Брат тот, спасенный, вырос, уехал в областной центр и стал инженером, писал редко. Мать умерла еще до войны, оставив Евдокию одну в покосившейся избе на отшибе. Замуж её, понятное дело, никто не звал. И она смирилась, заперев внутри себя всю нерастраченную нежность, превратившись в молчаливого истукана за прилавком, который мог починить примус, взвесить с точностью до грамма порох или подобрать лекарство для скотины.
Зимогорье жило своей жизнью: мужики ходили на охоту в тайгу, бабы ткали да перемывали кости друг другу. Евдокия стояла особняком, словно вековечная лиственница, в которую попала молния — обугленная, но несломленная.
Накануне нового, 1956 года, поселок загудел. В избах топили жарко, в окнах мерцал желтоватый свет «лампочек Ильича» от движка, который запускала артель. По сугробам ветер гонял колючую позёмку, и в её шипении Евдокии чудились голоса прошлого.
Закрыв Факторию, она не пошла домой. Дома было стыло, нетоплено и пусто. Она постояла на высоком крыльце склада, глядя, как напротив, в доме бригадира Ефима Седельникова, играют на баяне. Слышалось пронзительное «Раскинулось море широко» и топот каблуков. Там были люди, там кипело простое человеческое тепло, в которое Евдокию не звали.
Неожиданно для себя самой она зашла обратно на склад, прихватив из каптерки огарок свечи, прошла в угол, где стоял старый ящик, служивший ей столом. Она села прямо на продуваемый всеми сквозняками ящик, не снимая тулупа, и заговорила в темноту. Это была не молитва, а скорее разговор с той пустотой, что поселилась в сердце.

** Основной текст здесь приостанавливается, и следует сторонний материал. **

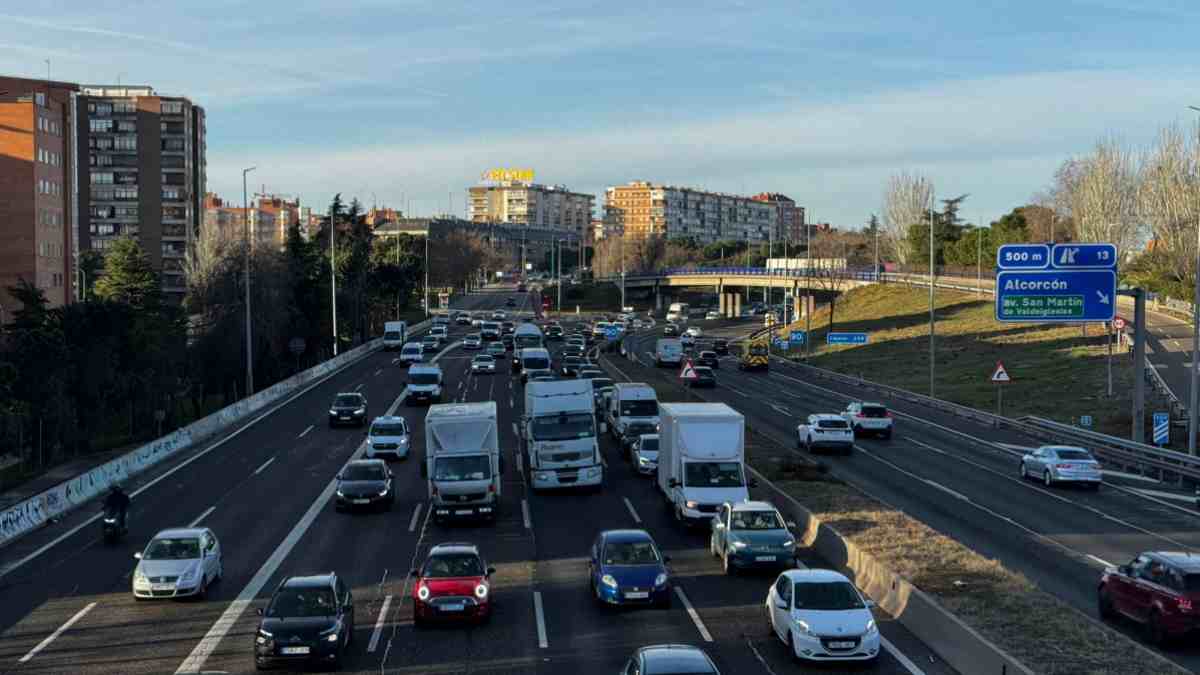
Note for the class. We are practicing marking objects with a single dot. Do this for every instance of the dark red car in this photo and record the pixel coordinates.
(1158, 590)
(453, 585)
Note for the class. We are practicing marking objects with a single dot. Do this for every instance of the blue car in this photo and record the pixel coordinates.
(627, 568)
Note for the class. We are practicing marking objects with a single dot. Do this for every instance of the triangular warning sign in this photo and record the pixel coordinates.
(1001, 375)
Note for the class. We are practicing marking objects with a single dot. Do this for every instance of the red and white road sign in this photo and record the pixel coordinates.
(1000, 374)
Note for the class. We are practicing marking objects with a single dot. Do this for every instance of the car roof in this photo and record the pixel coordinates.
(675, 658)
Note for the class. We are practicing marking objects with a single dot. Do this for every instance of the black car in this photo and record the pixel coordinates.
(705, 377)
(349, 407)
(365, 483)
(309, 620)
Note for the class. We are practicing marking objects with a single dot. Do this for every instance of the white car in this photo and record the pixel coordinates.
(821, 616)
(483, 363)
(177, 563)
(1062, 464)
(389, 436)
(867, 417)
(829, 431)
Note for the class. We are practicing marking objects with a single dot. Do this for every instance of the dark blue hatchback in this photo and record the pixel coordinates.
(627, 568)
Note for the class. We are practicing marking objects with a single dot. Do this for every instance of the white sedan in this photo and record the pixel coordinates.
(178, 563)
(821, 616)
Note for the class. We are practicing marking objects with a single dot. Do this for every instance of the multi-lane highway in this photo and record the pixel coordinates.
(264, 490)
(961, 478)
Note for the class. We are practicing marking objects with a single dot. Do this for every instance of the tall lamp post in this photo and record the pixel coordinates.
(250, 351)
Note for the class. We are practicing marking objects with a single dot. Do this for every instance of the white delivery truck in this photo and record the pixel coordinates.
(701, 459)
(559, 434)
(628, 402)
(462, 460)
(669, 351)
(394, 334)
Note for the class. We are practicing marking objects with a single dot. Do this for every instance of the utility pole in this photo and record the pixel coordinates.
(250, 351)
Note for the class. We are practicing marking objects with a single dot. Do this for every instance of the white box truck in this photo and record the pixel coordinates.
(462, 460)
(701, 459)
(559, 434)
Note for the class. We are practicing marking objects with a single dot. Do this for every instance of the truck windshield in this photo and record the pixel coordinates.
(639, 408)
(472, 467)
(563, 426)
(713, 475)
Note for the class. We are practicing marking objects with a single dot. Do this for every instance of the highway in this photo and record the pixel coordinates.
(264, 490)
(949, 473)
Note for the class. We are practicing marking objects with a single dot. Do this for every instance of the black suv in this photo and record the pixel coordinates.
(309, 620)
(349, 407)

— Ну что? Прожито лет немало, а жизни не было, — её голос, сорванный и низкий, вплетался в завывание ветра. — Я ведь не прошу у тебя, Господи, если ты есть, ни красоты девичьей, ни богатства. Дай мне кого-то… Дай заботы. Дай существо живое, чтобы ждало меня. Не могу я больше одна, как камень. Хочу, чтобы в моем доме тоже свет горел. Хочу, чтобы не в пустоту возвращаться.
Она плакала без слез, сухо, тяжело вздрагивая плечами. Свеча потухла, и Евдокия осталась в кромешной тьме. Мороз крепчал, но она не чувствовала холода.
Выйдя наружу, она взглянула на небо. Там, над макушками елей, поднималась острая луна. И в этот миг что-то изменилось. Не снаружи — внутри. Словно кто-то неслышно кивнул ей из заснеженной бездны.
Январь 1956-го трещал морозами. Жизнь Евдокии покатилась по привычному кругу, пока в одну из февральских метелей, когда снег залепил окна до самых ставен, на пороге Фактории не возник он.
Это был старик неопределенного возраста, с лицом, изрезанным ветрами, как кора столетней сосны. Глаза, выцветшие добела, смотрели настороженно и колко. Одет он был по-таежному — в оленью доху, подшитую мехом наружу, и высокие торбаса. На плече висел тяжелый карабин.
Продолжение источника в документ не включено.